By Cory Lewis, Ph.D., Manager, Oncology Commercial Development, Kantar Health
Immunotherapies have been in the cancer landscape now for more than 15 years and have made a large impact in the clinic. With over 3,400 cancer therapies in development, immunotherapies have risen to the top of the crowded field.
Immunotherapies targeting the immune checkpoint in cancer have led to the approval of Keytruda® (pembrolizumab, Merck), Opdivo® (Nivolumab, Bristol-Myers Squibb), Yervoy® (ipilimumab, Bristol-Myers Squibb) and Tecentriq® (atezolizumab, Roche).
Kantar Health’s newly developed CancerLandscapeTM platform identifies 23 immune checkpoint-targeted therapies in 893 trials in development. While initial approaches evaluated immune checkpoint therapies as monotherapies, many current trials evaluate the combination of checkpoint-targeted therapies with many other types of targeted therapies, such as Zydelig, Imbruvica, and Iressa.
Immune checkpoint therapies are designed to inhibit those molecules that prevent the immune system pathway from acting on cancer cells, while immune costimulators are designed to activate the immune system.
Immune costimulators work by providing the signal that promotes the expansion and proliferation of killer CD8 and helper CD4 T-cells. While immune checkpoint therapies are “releasing the brakes,” costimulators are “stepping on the gas.” Both mechanisms are required for a robust immune system response.
Immune checkpoint therapies have changed treatment paradigms and added significant benefit to patient groups with high unmet need, but it cannot be forgotten that only a subset of patients respond to therapy.
The hope is that by combining checkpoint inhibitors with immune costimulators the immune response will be more robust and response rates will drastically increase. But at what expense?
Concerns and supporting evidence suggest that side effects can increase along with the substantial immune response. Nevertheless, many combinations are being evaluated to fine tune the immune system response while minimizing side effects.

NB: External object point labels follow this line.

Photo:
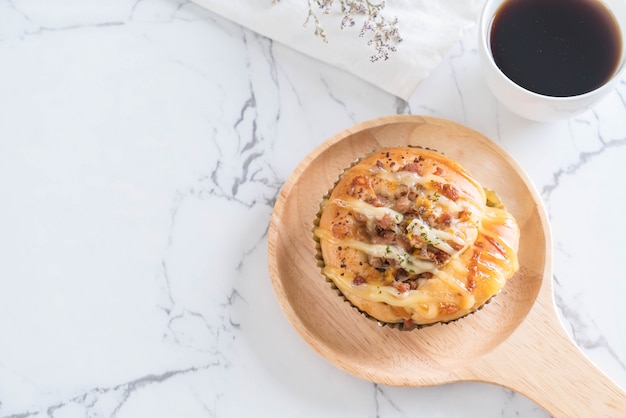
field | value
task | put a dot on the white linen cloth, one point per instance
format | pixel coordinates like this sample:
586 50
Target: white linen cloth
429 28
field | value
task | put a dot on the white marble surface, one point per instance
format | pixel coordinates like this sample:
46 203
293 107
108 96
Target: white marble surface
142 145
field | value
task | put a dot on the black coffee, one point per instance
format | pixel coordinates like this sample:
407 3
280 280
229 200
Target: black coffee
556 47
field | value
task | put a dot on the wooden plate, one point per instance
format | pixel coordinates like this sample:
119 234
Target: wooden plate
501 344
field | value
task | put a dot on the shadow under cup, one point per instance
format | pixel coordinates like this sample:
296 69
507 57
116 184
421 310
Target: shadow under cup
535 106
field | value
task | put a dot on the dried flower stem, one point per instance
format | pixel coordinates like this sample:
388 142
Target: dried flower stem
385 34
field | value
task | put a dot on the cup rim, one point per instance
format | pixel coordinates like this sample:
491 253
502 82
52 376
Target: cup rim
484 25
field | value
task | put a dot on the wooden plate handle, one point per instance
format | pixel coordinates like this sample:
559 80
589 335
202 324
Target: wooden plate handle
543 363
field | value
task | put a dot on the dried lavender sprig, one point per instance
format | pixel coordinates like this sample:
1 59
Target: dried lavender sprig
385 33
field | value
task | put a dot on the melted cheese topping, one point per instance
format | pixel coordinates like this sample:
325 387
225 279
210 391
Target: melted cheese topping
425 231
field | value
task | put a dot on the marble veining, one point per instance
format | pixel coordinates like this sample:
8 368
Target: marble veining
143 144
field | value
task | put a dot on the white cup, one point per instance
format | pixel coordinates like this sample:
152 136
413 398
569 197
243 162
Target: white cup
535 106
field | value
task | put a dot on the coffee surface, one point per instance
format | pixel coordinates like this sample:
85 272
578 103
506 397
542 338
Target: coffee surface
556 47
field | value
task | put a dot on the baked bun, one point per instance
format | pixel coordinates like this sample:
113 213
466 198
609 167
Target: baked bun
409 237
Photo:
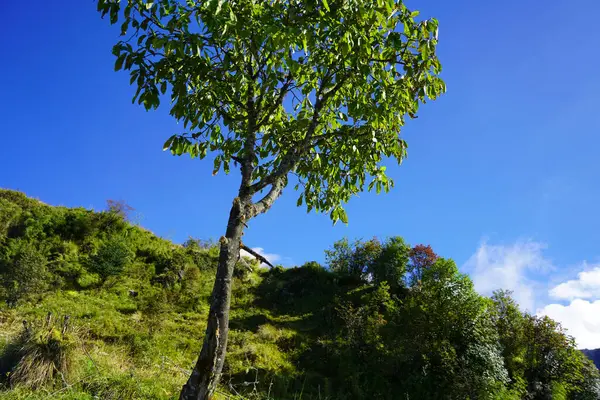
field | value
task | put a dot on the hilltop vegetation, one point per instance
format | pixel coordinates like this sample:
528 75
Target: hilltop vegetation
114 312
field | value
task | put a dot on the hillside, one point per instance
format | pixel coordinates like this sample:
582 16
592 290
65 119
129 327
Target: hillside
95 307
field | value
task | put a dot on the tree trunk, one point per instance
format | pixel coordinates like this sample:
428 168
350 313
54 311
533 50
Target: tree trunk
205 376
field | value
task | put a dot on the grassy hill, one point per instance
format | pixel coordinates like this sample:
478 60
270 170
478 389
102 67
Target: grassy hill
94 307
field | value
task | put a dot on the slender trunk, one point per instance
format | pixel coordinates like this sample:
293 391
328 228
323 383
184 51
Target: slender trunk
206 374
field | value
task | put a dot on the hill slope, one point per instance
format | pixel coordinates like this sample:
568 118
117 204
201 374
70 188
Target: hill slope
115 312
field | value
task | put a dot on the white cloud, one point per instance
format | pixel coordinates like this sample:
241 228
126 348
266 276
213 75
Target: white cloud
522 268
494 267
272 257
581 318
586 286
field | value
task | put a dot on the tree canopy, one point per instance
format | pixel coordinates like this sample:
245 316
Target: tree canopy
317 88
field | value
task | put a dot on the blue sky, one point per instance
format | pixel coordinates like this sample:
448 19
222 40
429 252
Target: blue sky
502 174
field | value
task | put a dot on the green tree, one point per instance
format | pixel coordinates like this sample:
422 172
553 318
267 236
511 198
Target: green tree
23 270
317 89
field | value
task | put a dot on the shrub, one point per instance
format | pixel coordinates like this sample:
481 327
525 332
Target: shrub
43 353
24 271
112 257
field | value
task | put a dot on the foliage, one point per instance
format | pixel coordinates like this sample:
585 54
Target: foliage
310 87
43 354
359 328
112 257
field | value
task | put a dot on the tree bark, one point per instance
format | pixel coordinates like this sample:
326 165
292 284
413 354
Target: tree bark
205 376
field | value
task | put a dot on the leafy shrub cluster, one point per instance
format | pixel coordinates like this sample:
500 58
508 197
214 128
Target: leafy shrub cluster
384 320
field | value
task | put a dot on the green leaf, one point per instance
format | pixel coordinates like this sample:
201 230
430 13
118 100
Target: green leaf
216 165
119 62
169 142
343 216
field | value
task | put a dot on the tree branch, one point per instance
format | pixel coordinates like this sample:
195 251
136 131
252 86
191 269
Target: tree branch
266 202
258 256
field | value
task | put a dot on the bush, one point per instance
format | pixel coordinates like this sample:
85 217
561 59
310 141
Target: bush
43 353
112 257
23 269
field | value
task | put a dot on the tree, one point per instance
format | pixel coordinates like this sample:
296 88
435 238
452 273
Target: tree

According to CancerLandscape, 12 immune costimulators are in 41 trials. Targets for immune costimulators include CD40L, GITR, 4-1BB, CD27, TNFRSF25, TMIGD2, ICOS, CD28 and OX40. Of this group, OX40 is the target furthest in development with over 12 clinical trials.
OX40 is a member of the TNFR super-family, and agonistic OX40 antibodies induce expansion, differentiation and increased survival of CD4 and CD8 T-cells1. Recent data from the 2016 American Society of Clinical Oncology (ASCO) annual meeting showed that OX40 is a viable target as a single agent.
Pfizer’s PF-8600 (OX40 agonist) in a Phase I trial of 31 patients was well tolerated with no maximum-tolerated dose reached and no Grade 4 adverse events. Efficacy was modest, with one patient with partial response and 14 patients with stable disease out of 25 evaluable patients.2
Phase Ib data of the OX40 agonist, MOXR0916, and the PD-L1 inhibitor atezolizumab were promising in solid tumors. The combination was well-tolerated with no dose-limiting toxicities and no Grade 4 adverse events; however, there was one case of Grade 3 pneumonitis in a non-small cell lung cancer (NSCLC) patient.
Objective responses were observed with several patients still on treatment after 10 months.3
These data show it is possible to not only take off the brakes but also push on the gas at the same time and have minimal side effects. It is too early to tell whether all drugs targeting OX40 will need to be used in combination to see substantial efficacy data, but it is promising to see that, at least in this combination, the regimen is well-tolerated.